In case you’re wondering, he was not a Texan, which you might have assumed given that his statement implies that dumber than average Texans are still smarter than smarter than average Oklahomans. Nor was he an Oklahoman depricating his origins or current residence. But since his statement implies something about the relative IQs of Texans and Oklahomans, you might have been wondering if his origins had some bearing on the way the joke was told, i.e. that the group leaves from Texas and arrives in Oklahoma, especially since the group identities are arbitrary and he could just as well have chosen any other two groups.

Anyway, I thought by specifying his nationality it was a succint way of conveying the above, with a hint of irony due to Polish jokes in the US. I try hard to keep in mind that blogs are often read by folks from all over the world, but the main point of my statement wasn’t about Polish jokes in the US, so I didn’t expand that bit of US culture.

Well — on to “Aggie” jokes. My experience with them matches John Cook’s. When I was a kid in Texas they were common playground currency. Oddly enough, they were also popular in Iowa, far removed from Texas, but I suspect not far from Aggies. Iowa State and A&M both think of themselves as the premiere agricultral schools in the US.
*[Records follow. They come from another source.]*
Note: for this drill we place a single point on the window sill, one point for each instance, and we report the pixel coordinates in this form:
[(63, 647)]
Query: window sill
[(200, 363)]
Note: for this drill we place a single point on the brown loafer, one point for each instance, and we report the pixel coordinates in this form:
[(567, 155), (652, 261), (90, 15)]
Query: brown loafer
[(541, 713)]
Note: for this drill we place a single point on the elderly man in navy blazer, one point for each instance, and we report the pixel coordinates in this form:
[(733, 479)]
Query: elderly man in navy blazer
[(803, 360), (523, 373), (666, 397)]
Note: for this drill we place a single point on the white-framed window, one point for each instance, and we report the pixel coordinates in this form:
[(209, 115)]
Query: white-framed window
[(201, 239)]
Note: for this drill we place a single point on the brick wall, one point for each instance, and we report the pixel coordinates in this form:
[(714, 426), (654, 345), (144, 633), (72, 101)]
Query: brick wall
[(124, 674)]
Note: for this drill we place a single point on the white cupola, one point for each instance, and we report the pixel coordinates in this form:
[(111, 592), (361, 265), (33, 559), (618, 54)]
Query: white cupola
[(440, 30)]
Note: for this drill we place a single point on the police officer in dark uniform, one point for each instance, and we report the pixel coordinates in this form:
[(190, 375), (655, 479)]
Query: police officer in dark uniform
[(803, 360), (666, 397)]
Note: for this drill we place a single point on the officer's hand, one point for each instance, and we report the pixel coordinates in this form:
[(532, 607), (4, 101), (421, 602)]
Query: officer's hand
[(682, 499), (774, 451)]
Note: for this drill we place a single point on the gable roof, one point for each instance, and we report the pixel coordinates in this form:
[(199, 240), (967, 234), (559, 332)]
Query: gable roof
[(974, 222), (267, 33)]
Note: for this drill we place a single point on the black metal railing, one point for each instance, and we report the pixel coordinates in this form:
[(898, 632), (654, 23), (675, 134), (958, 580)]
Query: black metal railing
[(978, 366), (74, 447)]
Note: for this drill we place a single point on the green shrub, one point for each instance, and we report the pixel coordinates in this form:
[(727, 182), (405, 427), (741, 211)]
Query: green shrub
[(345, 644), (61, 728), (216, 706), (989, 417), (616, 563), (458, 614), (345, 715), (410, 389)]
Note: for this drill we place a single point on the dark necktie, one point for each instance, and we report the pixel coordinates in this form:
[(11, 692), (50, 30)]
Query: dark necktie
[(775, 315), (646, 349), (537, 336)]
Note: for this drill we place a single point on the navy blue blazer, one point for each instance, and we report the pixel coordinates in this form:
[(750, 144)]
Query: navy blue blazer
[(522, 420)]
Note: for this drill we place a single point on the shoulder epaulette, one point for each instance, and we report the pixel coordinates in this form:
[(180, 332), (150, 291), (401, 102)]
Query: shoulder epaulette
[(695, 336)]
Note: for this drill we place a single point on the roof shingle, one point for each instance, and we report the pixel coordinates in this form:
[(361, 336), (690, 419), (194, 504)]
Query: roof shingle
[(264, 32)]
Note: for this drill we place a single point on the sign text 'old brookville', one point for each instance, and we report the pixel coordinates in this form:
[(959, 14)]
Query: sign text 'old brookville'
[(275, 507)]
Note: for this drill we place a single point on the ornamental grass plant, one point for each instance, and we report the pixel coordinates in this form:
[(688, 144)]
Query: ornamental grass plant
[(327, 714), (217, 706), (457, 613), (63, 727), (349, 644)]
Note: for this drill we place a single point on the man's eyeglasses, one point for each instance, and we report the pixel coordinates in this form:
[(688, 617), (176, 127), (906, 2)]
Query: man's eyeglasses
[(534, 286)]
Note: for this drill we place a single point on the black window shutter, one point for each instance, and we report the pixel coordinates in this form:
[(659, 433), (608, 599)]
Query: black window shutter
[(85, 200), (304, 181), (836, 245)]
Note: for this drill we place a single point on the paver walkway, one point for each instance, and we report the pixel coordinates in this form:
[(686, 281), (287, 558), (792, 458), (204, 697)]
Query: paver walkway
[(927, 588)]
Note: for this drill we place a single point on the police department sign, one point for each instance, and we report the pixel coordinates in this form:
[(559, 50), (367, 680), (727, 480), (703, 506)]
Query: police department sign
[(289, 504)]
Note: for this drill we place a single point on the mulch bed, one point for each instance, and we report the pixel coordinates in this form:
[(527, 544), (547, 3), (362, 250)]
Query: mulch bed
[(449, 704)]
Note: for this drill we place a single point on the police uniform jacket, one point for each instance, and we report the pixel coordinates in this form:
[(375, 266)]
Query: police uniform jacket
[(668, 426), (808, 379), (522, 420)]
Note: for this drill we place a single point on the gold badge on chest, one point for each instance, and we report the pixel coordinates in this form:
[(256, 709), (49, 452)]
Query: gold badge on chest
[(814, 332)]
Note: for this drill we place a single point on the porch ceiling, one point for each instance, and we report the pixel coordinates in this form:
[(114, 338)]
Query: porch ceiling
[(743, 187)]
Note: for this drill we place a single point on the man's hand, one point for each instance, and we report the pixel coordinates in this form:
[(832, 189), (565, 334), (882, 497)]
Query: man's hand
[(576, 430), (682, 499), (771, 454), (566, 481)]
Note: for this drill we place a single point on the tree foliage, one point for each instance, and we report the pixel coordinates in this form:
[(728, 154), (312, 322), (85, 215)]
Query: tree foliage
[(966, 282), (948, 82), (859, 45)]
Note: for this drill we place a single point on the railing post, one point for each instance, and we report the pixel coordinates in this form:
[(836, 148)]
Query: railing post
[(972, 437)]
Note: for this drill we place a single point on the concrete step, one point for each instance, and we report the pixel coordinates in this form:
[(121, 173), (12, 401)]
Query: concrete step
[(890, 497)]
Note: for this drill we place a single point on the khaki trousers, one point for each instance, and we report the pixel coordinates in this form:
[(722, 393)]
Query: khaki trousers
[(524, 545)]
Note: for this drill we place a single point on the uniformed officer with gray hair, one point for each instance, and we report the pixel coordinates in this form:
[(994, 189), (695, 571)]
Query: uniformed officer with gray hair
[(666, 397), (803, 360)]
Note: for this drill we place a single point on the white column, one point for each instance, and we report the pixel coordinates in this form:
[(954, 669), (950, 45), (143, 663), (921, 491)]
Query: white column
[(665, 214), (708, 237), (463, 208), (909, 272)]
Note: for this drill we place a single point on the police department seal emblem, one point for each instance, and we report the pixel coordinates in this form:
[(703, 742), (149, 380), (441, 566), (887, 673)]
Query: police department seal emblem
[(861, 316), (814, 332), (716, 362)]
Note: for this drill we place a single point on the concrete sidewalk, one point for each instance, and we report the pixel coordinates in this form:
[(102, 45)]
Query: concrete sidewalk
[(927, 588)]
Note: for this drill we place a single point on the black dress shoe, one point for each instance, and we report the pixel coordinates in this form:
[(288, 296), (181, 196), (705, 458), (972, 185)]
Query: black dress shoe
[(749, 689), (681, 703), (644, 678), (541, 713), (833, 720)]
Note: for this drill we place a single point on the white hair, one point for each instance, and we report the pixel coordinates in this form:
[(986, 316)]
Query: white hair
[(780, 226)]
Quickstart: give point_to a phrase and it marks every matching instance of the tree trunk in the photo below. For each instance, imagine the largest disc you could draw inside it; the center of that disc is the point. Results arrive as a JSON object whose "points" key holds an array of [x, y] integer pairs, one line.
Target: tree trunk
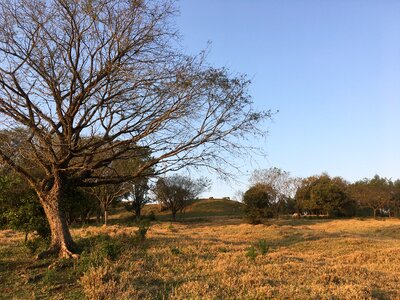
{"points": [[61, 240], [138, 212], [105, 216]]}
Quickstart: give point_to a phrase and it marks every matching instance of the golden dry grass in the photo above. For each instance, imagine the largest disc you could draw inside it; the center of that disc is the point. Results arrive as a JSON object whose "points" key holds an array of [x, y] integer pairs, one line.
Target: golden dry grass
{"points": [[307, 259]]}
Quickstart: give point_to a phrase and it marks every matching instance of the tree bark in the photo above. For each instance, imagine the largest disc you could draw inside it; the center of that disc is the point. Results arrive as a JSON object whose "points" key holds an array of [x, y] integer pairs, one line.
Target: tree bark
{"points": [[61, 240], [138, 210], [105, 216]]}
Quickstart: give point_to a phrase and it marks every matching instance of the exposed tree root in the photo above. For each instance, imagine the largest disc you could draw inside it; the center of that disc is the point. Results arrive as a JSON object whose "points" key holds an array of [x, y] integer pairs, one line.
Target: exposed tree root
{"points": [[61, 251]]}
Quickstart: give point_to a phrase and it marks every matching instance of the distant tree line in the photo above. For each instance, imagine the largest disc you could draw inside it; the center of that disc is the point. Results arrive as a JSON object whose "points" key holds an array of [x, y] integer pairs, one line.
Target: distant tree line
{"points": [[274, 192]]}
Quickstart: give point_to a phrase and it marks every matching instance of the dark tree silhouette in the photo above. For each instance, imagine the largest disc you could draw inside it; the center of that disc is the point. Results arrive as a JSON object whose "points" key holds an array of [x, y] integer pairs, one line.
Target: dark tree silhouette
{"points": [[91, 82]]}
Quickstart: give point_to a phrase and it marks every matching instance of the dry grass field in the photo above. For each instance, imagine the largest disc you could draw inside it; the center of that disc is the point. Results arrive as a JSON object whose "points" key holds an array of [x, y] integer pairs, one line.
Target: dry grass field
{"points": [[214, 258]]}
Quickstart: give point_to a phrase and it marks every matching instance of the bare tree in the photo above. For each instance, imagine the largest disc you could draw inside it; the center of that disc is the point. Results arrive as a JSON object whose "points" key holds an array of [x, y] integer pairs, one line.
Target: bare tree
{"points": [[106, 195], [83, 78], [175, 192]]}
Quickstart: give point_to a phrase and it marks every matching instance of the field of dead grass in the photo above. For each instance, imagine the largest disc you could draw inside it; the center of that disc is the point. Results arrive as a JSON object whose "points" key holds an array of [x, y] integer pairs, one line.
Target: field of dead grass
{"points": [[222, 258]]}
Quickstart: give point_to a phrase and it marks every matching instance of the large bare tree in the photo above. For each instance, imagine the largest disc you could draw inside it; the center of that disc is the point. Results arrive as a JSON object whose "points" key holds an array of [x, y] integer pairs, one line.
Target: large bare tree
{"points": [[91, 81]]}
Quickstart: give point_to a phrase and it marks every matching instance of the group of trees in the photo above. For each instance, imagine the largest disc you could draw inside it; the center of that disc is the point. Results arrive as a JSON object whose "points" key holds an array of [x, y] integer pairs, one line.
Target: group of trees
{"points": [[274, 192], [90, 84]]}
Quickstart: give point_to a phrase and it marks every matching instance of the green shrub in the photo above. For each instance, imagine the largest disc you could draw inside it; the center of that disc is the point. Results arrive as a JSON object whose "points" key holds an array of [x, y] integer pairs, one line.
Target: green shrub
{"points": [[143, 227]]}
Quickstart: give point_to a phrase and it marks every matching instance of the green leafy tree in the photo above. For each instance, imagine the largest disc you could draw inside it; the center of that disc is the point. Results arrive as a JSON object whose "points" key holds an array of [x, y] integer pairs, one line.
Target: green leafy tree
{"points": [[324, 195], [375, 193], [20, 208], [284, 187], [258, 200], [175, 192], [84, 78]]}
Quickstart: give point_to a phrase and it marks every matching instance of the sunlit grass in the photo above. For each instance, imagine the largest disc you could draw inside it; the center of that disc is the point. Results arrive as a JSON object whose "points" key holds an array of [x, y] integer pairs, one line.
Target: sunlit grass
{"points": [[222, 259]]}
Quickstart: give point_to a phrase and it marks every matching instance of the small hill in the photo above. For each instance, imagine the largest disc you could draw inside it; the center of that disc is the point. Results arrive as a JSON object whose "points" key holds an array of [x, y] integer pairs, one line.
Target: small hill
{"points": [[199, 208], [215, 207]]}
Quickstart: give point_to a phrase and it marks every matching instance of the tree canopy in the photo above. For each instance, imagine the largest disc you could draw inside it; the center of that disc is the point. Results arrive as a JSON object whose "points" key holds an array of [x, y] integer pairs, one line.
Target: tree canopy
{"points": [[87, 83]]}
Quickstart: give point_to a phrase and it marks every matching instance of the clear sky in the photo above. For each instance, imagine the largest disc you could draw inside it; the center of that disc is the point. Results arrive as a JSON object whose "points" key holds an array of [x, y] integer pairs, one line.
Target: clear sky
{"points": [[331, 68]]}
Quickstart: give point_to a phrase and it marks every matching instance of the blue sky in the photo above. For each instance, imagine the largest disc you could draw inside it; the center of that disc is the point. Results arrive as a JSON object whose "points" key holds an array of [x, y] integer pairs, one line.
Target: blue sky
{"points": [[331, 68]]}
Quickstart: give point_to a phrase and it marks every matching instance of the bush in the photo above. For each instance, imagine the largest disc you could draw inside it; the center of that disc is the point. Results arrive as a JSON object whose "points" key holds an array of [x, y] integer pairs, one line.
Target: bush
{"points": [[144, 226], [104, 282]]}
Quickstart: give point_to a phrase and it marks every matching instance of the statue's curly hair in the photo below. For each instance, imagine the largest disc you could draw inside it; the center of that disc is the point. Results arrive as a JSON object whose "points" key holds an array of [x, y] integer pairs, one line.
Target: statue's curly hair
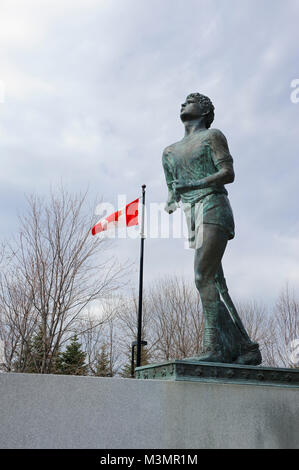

What I think is even more interesting is that these jokes seem to exist in many forms in the world, or at least the European-dominated world, based on my own very limited experience. The clusters seem to be “’cause they’re so dang stupid” which often overlaps with “’cause they’re so dang uncultured/rustic” and “’cause they’re so dang cheap” which often overlaps with “’cause they’re so dang uppity/rich”.

For example, when I was in the Netherlands I heard hundreds of “Belgian jokes” which are identical with Aggie jokes and very similar to Polish jokes.

6. Daniel Lemire

There can be two groups such that when some members of one group are relocated to the other group, both groups’ means are raised.

Right:
A=2,3
B=0,1

Relocate 2 from A to B.

Neat.

7. Yes, John Venier, the French also tell “Belgian jokes.” In New York, they make jokes about people from New Jersey. In Niger, West Africa, where I have lived for years, each ethnic group has a special “joking relationship” with certain other ethnic groups. I imagine this kind of thing goes on all over the world.

8. Blaise F Egan

In the UK when I was a child it was for common for the English to make “Irish jokes”. They are now deemed politically incorrect and seem to have disappeared. Again, when I was at school in the 70s a textbook we used mentioned that the French made jokes about the Normans. I later found out that the Spanish made fun of Andalusians and when I went Cairns about ten years ago they were making jokes about the Queenslanders!

9. Statements about averages can be extremely misleading when the shape of the distribution is omitted. For example, the average American has roughly one ovary and one testicle.

10. You may have seen the example with the average number of legs in Hans Rosling’s The Joy of Stats, at least it occurs in this documentary.